Titling. The name of the owner of each asset of Ellen must be changed to the name of the trust for it to be in the trust. The title to her house, brokerage account, furniture, jewelry, vacation home, stocks, business and in some cases, insurance, must be changed to her trust. Each one of these assets has special rules as to how to complete funding. You do not transfer your pensions, IRAs or qualified annuities to your trust while you are alive, but do change the beneficiary designations of each of these accounts.

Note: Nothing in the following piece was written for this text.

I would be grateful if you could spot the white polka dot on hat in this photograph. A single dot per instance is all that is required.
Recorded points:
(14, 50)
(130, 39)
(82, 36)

Bank Accounts. As an example, due to concerns about terrorists setting up bank accounts to finance terrorist attacks in the US, to change the name on your bank account to your trust, you have to physically go to the bank with your identification and all of the people who will be immediate trustees to sign the bank forms. An attorney can not do this for you. Some banks will make you open a new account in the name of the trust. Other banks will not make you open a new account, but will require that you obtain new checks with the name of your trust on your checking account. You would prefer not to have the name of your trust on your checks that go through all sorts of hands and businesses. Some stores are reluctant to accept checks from a trust because they think they may be business checks. You will prefer to work with a bank that does not require a new account or requires that you put the name of your trust on your checks. If one of your children or sister or brother is helping you with your banking now and is a co signer on your account, you will probably want to name that person a Cotrustee and they will have to go with you to the bank. Under IRS rules, because you have the legal power to revoke your trust at any time, you continue to use your social security number when your bank account is in the name of the trust.

Five Times the Insurance. There are many advantages to having a bank account in the name of your trust, rather than in your own name and the name of your cosigner. For example, in these times of failing banks, you can get five times the federal insurance against losing your money if you have your bank account in the name of your trust at no extra charge from the bank. More on this later.